The second "strong link" to Coulson - as Mr Rusbridger puts it - seems to be about the collapsed trial on Friday. You see, it appears to be that Coulson, when editor in 2005 should have anticipated a collapsed murder trial six years later and blocked any attempt to re-hire a guy jailed for an incident unrelated to his work for the News of the World.
Called me old-fashioned, but I'd call that just a "mildly circumstantial" rather than "strong" link, but then I'm not a wholesale Murdoch hater and as such I am no doubt biased and can be therefore dismissed out of hand for not seeing the "truth" like others do.
Apparently though, there are "judgment" issues here.
There is the judgment of Coulson himself for (a) not being able to see into the future which clearly any normal person can do, and (b) allowing a scumbag jailed for a crime unrelated to his work for the newspaper to be paid under contract by the newspaper again. The perceptive might notice that the Guardian has had to do a quick doublethink switch at this point and forget all its progressive editorials in the past about offending and rehabilitation and go down the Daily Mail route of "once a nose picker always a nose picker" line.

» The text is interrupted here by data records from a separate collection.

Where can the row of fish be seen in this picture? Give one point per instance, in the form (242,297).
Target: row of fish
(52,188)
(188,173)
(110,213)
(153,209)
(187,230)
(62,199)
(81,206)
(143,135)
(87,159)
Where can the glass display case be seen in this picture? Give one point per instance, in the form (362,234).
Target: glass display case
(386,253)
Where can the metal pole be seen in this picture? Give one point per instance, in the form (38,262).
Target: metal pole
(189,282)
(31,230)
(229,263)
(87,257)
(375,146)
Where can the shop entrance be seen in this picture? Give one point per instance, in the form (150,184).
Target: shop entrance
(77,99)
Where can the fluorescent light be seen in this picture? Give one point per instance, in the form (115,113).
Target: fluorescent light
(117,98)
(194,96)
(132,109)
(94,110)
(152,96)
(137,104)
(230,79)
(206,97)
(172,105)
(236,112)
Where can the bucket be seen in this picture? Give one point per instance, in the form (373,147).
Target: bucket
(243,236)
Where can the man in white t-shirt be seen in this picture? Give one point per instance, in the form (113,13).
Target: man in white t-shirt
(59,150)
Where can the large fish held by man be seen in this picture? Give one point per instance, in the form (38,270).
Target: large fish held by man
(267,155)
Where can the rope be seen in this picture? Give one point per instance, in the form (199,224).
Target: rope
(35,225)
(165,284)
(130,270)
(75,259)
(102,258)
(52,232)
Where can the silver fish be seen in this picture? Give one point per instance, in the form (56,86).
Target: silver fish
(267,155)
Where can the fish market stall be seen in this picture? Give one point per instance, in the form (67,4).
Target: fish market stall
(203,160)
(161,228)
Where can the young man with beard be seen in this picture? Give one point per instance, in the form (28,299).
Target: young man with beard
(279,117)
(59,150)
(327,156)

The other judgment issue is, of course, David Cameron. You see, he shouldn't, apparently, have employed Coulson, because the Guardian wrote to him and told him that some years previously Coulson had been in charge of an newspaper that had allowed a scumbag jailed for a crime unrelated to his work for the newspaper to be paid under contract by the newspaper again. After all, only a progressive soft left-wing tosser would do that and the Guardian, being in full Daily Mail mode naturally finds such behaviour despicable.

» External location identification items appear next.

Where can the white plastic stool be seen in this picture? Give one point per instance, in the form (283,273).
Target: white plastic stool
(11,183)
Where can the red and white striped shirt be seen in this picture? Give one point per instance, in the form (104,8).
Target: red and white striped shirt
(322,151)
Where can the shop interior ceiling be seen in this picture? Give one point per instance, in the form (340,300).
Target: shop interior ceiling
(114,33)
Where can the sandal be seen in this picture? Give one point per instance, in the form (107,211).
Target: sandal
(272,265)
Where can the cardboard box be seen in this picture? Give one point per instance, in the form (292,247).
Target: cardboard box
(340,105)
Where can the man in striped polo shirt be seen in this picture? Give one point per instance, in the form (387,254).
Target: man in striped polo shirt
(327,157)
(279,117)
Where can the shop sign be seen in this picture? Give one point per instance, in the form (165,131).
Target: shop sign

What's more, the Guardian told him that this guy was up on a murder charge! Cameron should, it seems, have just cut Coulson loose immediately because clearly (a) the guy must be assumed to be guilty, (b) Coulson's tenuous link to him previously make him guilty of something horrible by association, and (c) that association will go upward and although it's some degree of separation Cameron will be guilty because of his association with a man who has an association with a guilty man.

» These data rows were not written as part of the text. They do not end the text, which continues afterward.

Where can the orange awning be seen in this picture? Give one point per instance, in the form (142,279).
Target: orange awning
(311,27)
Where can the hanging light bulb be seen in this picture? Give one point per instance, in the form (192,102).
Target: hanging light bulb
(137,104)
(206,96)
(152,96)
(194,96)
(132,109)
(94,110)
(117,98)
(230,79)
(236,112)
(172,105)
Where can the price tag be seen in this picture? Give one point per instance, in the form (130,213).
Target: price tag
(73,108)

Rusbridger must have been truly gutted when the trial collapsed. Not you understand because the vicious murder of a man in 1987 remains unsolved, but rather because it meant the angle couldn't be "Cameron is linked to Coulson, Coulson is linked to vicious murderer, Downing Street has blood on its hand". Instead what we've actually got is:
"Cameron is linked to Coulson, and Coulson is linked to a man acquitted of murder but who did do something unrelated but dodgy resulting in a prison sentence many years ago when Cameron was working for Carlton Communications, but the guy was re-hired by the paper Coulson was "in charge" of when Cameron was an MP, and Cameron was told about this five years later so this clearly calls into question Cameron's judgment at hiring Coulson in Downing Street."Certainly puts the complaints of many Guardian readers about the idiocy of Daily Mail "exposes" into context doesn't it?